You can find me on twitter @bhutanisanyam1

We must admit the concept of using pretrained Models in NLP is admitedly new.

In this post I share a method taught in the v2 of FastAI course (to be released publically by next year): to train a Language model on the Large Movie View Dataset which contains 50,000 reviews from IMDB, so that gives us a decent amount of data to test and train our models on, and then use the same model to perform sentiment analysis on IMDB Reviews.

Language Modelling

Creating a model that is used to predict/produce a language or to simply predict the next word in a language based on the current set of words.

Sentiment Analysis

Analysing a given set of words to predict the sentiment in the paragraph.

IMDB Large Movie Dataset

  • The dataset has a huge number of 50,000 reviews
  • All of these reviews are in English, polarised labelled reviews

Below is a walkthrough of the keysteps in our experiment.

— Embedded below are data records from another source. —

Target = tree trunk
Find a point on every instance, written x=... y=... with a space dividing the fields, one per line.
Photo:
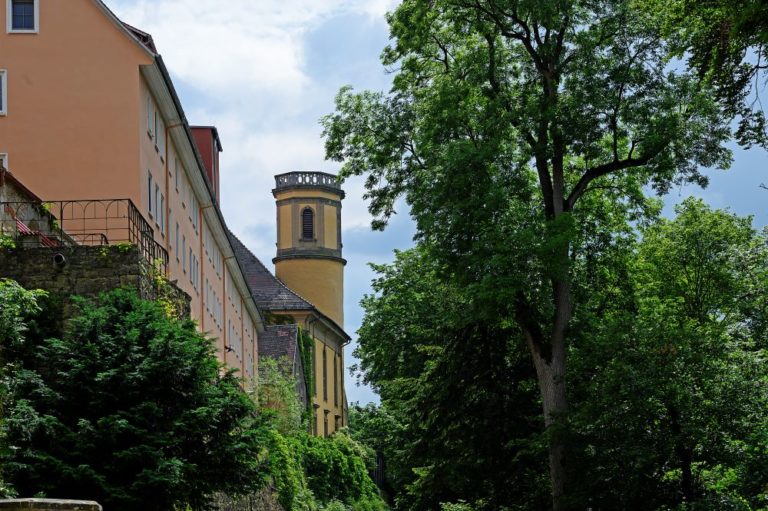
x=685 y=456
x=550 y=373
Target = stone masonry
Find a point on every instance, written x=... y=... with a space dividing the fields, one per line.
x=48 y=505
x=87 y=271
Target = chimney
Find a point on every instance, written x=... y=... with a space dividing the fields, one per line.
x=209 y=146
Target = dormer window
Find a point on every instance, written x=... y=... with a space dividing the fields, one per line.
x=23 y=16
x=308 y=224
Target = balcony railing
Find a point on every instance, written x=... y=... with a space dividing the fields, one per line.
x=80 y=222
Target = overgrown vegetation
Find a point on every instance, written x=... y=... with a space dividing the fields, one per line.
x=310 y=472
x=130 y=407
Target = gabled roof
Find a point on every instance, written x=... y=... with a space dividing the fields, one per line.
x=271 y=294
x=143 y=37
x=6 y=176
x=279 y=341
x=268 y=292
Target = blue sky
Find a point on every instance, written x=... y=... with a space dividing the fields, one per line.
x=265 y=71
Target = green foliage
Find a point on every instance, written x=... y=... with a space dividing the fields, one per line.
x=337 y=468
x=307 y=347
x=726 y=43
x=522 y=135
x=671 y=397
x=130 y=408
x=16 y=304
x=278 y=398
x=7 y=242
x=309 y=472
x=458 y=415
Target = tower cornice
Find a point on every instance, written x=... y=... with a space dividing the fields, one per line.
x=307 y=181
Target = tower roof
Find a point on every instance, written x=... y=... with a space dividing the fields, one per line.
x=269 y=292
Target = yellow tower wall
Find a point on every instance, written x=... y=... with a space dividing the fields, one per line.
x=321 y=281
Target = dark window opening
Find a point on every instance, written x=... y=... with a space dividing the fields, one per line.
x=335 y=383
x=23 y=15
x=325 y=375
x=307 y=224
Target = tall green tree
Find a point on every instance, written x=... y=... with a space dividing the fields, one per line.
x=726 y=43
x=130 y=408
x=672 y=385
x=505 y=119
x=16 y=305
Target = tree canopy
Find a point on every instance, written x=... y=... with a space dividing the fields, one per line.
x=130 y=408
x=522 y=135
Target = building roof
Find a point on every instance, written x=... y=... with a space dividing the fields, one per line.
x=269 y=292
x=6 y=176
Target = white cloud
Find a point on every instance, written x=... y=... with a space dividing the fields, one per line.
x=244 y=45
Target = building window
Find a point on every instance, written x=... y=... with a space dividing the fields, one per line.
x=335 y=383
x=150 y=130
x=3 y=92
x=157 y=201
x=149 y=191
x=23 y=16
x=325 y=373
x=161 y=214
x=307 y=224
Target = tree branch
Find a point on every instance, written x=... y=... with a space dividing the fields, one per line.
x=602 y=170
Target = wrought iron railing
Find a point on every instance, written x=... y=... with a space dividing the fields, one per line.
x=81 y=222
x=307 y=179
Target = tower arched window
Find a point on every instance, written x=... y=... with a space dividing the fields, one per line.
x=307 y=224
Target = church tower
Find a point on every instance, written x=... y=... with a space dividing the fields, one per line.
x=309 y=239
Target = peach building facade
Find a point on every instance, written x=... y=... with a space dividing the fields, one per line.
x=88 y=111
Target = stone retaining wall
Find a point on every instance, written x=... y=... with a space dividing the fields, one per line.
x=88 y=271
x=48 y=505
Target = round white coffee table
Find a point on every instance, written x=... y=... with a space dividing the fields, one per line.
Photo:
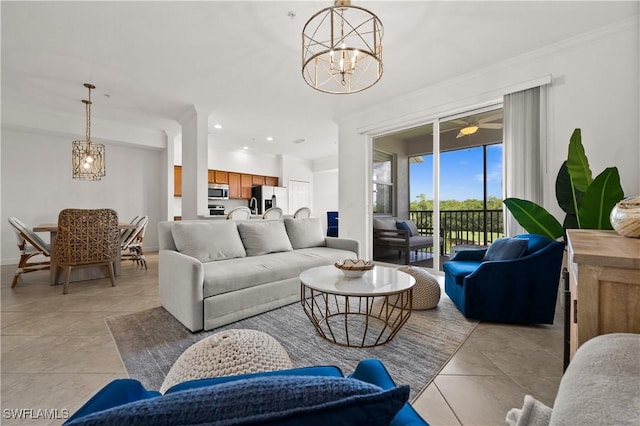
x=357 y=312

Library used: PyTorch, FastAI

Why use a pretrained Model?

  • The accuracy achieved is better than a traditional approach
  • Fine tuning a Model is powerful

Pretraining

In essence we would be using a pretrained network, but here we shall create the same on our own.

We preprocess our data using PyTorch’s Torchtext library

TEXT = data.Field(lower=True, tokenize=spacy_tok)

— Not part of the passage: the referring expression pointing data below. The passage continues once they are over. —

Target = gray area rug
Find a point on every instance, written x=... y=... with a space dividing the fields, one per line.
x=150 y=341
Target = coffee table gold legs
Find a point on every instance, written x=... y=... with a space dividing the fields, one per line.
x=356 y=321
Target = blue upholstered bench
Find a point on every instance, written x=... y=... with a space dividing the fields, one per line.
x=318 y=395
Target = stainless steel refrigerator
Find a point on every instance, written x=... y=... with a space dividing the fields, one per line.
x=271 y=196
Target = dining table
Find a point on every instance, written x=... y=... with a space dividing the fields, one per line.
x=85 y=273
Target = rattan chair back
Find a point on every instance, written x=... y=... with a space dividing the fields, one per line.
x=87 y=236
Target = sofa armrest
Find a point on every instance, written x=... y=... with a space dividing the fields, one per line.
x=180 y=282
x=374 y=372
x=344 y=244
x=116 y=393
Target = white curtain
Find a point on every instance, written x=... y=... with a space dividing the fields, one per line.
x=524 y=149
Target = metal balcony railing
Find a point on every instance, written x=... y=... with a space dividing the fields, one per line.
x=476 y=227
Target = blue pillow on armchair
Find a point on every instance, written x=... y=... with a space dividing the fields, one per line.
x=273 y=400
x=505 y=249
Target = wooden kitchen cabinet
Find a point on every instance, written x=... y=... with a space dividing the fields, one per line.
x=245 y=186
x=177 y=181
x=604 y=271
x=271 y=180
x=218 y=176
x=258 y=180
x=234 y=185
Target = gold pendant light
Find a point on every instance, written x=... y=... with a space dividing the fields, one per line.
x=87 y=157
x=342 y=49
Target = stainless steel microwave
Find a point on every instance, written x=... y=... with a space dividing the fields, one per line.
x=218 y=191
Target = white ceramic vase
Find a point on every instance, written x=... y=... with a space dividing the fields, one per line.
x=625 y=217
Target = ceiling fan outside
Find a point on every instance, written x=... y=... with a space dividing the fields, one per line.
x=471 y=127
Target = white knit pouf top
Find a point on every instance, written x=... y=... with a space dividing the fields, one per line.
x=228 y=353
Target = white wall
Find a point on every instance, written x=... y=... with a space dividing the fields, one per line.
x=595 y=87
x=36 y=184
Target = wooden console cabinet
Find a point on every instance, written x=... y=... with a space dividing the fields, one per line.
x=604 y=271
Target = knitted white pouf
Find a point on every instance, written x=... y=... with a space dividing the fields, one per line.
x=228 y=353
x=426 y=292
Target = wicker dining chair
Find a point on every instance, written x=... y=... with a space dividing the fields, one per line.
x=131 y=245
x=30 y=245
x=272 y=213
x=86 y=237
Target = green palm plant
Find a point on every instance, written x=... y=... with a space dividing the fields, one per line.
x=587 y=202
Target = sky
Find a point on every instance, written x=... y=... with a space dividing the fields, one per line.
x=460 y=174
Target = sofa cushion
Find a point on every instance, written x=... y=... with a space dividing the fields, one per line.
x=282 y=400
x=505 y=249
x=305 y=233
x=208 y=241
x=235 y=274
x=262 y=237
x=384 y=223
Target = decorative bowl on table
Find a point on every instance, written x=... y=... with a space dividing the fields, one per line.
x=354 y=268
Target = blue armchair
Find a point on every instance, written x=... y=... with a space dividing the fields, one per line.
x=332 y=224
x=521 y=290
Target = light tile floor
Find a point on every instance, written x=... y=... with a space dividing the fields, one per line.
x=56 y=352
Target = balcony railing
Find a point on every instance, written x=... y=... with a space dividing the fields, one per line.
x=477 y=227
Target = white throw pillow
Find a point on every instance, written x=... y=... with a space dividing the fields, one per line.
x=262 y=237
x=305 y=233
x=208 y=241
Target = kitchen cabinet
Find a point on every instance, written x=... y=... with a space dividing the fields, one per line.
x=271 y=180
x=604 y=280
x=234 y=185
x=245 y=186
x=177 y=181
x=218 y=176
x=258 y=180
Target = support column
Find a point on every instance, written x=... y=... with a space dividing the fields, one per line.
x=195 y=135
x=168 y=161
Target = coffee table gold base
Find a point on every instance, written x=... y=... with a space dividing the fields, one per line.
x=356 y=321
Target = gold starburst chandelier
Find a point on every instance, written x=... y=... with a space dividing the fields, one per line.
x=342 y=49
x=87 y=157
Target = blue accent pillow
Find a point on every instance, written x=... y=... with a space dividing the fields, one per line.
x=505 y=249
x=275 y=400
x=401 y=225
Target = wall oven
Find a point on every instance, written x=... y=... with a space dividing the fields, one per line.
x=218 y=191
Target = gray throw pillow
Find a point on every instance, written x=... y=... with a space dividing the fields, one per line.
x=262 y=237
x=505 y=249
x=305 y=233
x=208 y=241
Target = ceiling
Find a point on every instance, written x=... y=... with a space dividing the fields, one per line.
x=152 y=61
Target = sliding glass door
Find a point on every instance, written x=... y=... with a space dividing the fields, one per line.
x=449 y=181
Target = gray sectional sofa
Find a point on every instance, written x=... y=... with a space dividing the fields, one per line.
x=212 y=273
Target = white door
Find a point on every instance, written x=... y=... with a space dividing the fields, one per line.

We tokenize our data with spacy and keep it in the lower case.

Next, we create our Model data, which will be fed to the Learning model to perform language modelling.

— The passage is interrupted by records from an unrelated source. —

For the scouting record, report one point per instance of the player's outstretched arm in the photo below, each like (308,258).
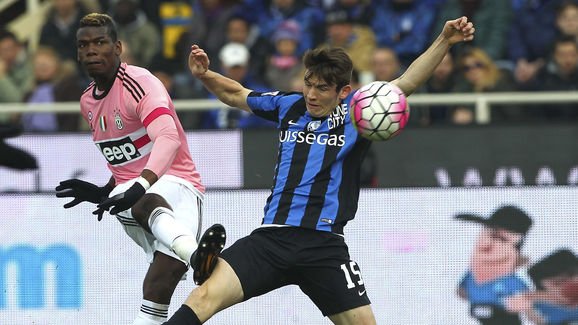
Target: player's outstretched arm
(227,90)
(454,31)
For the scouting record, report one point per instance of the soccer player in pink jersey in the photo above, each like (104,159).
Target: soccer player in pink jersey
(155,190)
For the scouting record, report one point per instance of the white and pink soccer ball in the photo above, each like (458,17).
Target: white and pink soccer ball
(379,110)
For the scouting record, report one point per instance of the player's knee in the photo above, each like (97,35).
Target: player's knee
(145,206)
(203,302)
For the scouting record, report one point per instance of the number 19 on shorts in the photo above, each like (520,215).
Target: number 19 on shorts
(352,274)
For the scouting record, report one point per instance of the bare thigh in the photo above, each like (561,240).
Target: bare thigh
(162,278)
(223,289)
(357,316)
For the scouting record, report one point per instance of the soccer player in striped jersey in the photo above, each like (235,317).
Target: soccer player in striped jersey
(155,190)
(315,192)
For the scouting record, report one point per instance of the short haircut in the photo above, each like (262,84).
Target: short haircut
(100,20)
(331,65)
(6,34)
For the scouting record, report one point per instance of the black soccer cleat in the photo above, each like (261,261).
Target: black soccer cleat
(205,258)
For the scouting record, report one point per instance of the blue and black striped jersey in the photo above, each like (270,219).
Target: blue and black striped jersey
(316,182)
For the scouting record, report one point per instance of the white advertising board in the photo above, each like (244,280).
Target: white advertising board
(75,156)
(61,266)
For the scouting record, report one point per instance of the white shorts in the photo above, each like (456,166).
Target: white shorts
(186,202)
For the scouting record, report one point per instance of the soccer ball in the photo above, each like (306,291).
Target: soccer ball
(379,110)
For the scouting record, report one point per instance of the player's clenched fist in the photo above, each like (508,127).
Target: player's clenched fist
(81,191)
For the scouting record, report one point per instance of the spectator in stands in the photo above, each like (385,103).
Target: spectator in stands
(140,35)
(285,63)
(16,76)
(59,30)
(309,18)
(234,59)
(13,157)
(360,10)
(492,23)
(241,30)
(443,80)
(47,70)
(531,32)
(385,64)
(559,74)
(209,24)
(358,41)
(404,26)
(179,83)
(481,74)
(567,18)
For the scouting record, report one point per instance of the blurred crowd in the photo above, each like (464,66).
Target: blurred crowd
(520,45)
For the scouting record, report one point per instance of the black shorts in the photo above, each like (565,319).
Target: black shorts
(318,262)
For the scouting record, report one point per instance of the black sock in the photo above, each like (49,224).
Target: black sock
(184,316)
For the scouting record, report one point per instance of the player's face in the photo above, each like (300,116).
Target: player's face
(497,245)
(97,53)
(321,98)
(555,284)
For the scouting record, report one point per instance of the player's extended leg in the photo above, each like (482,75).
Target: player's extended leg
(154,214)
(357,316)
(221,290)
(159,284)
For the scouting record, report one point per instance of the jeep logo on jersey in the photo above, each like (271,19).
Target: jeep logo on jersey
(119,151)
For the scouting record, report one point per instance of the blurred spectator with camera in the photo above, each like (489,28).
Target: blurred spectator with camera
(560,73)
(140,35)
(285,63)
(240,29)
(16,76)
(59,29)
(492,23)
(480,74)
(310,19)
(531,32)
(234,62)
(442,81)
(357,40)
(209,26)
(405,26)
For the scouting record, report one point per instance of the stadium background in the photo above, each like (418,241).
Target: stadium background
(61,266)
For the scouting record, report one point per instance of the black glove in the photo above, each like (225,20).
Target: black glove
(122,201)
(82,191)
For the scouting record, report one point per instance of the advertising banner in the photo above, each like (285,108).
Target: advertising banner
(62,157)
(61,266)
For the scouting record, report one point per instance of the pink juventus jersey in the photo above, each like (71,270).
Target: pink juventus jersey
(118,119)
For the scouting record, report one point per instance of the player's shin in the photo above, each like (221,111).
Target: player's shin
(171,233)
(151,313)
(185,315)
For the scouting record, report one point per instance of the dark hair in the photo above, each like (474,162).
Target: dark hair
(6,34)
(563,39)
(100,20)
(331,65)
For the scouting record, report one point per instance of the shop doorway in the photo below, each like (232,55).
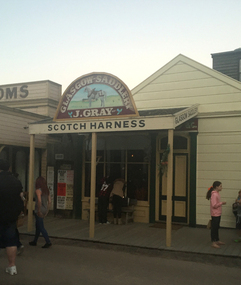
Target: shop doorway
(180,184)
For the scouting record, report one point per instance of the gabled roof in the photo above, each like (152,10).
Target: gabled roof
(181,58)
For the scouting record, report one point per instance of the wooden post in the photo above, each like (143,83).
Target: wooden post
(92,186)
(169,190)
(31,183)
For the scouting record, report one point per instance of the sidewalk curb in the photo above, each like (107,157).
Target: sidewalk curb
(214,259)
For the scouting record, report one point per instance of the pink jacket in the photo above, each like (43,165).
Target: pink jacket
(215,204)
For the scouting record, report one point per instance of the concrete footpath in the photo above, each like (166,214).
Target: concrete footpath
(139,237)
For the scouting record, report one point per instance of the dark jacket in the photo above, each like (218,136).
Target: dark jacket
(11,203)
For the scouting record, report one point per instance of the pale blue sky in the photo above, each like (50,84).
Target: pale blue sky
(61,40)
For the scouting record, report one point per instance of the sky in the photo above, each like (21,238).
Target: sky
(61,40)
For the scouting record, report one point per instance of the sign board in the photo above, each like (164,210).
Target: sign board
(96,95)
(135,124)
(185,115)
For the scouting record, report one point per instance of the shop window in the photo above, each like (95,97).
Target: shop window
(4,155)
(178,142)
(137,182)
(99,176)
(122,156)
(20,167)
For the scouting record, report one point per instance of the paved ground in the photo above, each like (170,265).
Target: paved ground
(77,262)
(185,240)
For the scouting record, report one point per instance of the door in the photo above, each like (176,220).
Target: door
(180,190)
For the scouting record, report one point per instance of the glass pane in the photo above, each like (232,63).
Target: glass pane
(99,176)
(115,155)
(115,170)
(137,181)
(136,156)
(178,142)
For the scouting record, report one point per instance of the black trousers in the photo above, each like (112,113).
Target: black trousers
(215,225)
(117,204)
(103,203)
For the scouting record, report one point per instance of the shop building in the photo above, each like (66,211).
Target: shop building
(205,149)
(196,108)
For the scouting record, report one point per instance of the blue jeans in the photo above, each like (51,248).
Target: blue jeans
(40,229)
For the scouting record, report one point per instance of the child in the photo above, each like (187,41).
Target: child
(216,211)
(238,217)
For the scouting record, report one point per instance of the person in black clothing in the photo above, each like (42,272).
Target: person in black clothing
(11,206)
(103,200)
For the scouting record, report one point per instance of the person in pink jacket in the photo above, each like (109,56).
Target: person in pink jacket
(216,211)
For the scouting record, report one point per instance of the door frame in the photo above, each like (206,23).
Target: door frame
(176,152)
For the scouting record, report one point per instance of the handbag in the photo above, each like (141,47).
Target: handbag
(20,220)
(209,224)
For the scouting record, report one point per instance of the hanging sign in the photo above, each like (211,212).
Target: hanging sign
(96,95)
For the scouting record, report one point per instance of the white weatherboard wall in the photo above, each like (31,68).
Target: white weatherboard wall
(13,128)
(182,83)
(219,158)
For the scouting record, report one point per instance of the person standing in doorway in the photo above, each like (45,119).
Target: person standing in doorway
(11,206)
(117,194)
(42,205)
(213,195)
(103,200)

md = LanguageModelData(PATH, TEXT, **FILES, bs=64, bptt=70, min_freq=10)
  • Path points to the path of our datasets.
  • Text contains the preprocessed data.
  • FILES is a dictionary of our dataset.
  • bs mentions the batchsize
  • bptt: the number of words we will backpropagate through.
  • min_freq: words having a frequency lesser than this are kept uncategorized

Since we know that Neural Networks can’t really work with words, we need to map the words to integers. Torch text already does this by mapping our words in

TEXT.vocab 

Training

Next up, we create a learner object and call the fit function for the same.

learner = md.get_model(opt_fn, em_sz, nh, nl,dropouti=0.05, dropout=0.05, wdrop=0.1, dropoute=0.02, dropouth=0.05)

learner.fit(3e-3, 4, wds=1e-6, cycle_len=1, cycle_mult=2)
  • opt_fn: Optimizer function, Fast AI library uses the AWD LSTM Model which is really good at regularization by ising dropout.
  • We pass the embedding size
  • nh: Number of hidden layers
  • nn: Number of Layers in our NN.
  • We set the Learning rate, cycle length and other parameters in our fit function.

Embedding matrix: Here is link to a gentle introduction Embeddings.

The Language Model

Here is a sample of text produced by the trained model

. So, it wasn’t quite was I was expecting, but I really liked it anyway! The bestperformance was the one in the movie where he was a little too old for the part . i think he was a good actor , but he was nt that good .the movie was a bit slow , but it was n’t too bad . the acting …

So, thus far we have created a model that can successfully create movie reviews, which started out as being a model that didn’t even understand english. Next we Finetune this to our target task.

Finetuning

So far, we have trained our Model nicely on Language Modelling. Now we use the same to predict Sentiments of Movie Reviews.

We preload our model.

model.freeze_to(-1)
model.fit(lr, 1, metrics=[accuracy])
model.unfreeze()
model.fit(lr, 1, metrics=[accuracy], cycle_len=1)

We freeze the model till the last layer, fit the same after setting our learning rate. We define our metrics for accuracy.

Performance

Learned in translation: contextualized word vectors is a paper that has a comparision of all the cutting edge model’s performance on IMDB dataset as a benchmark comparision.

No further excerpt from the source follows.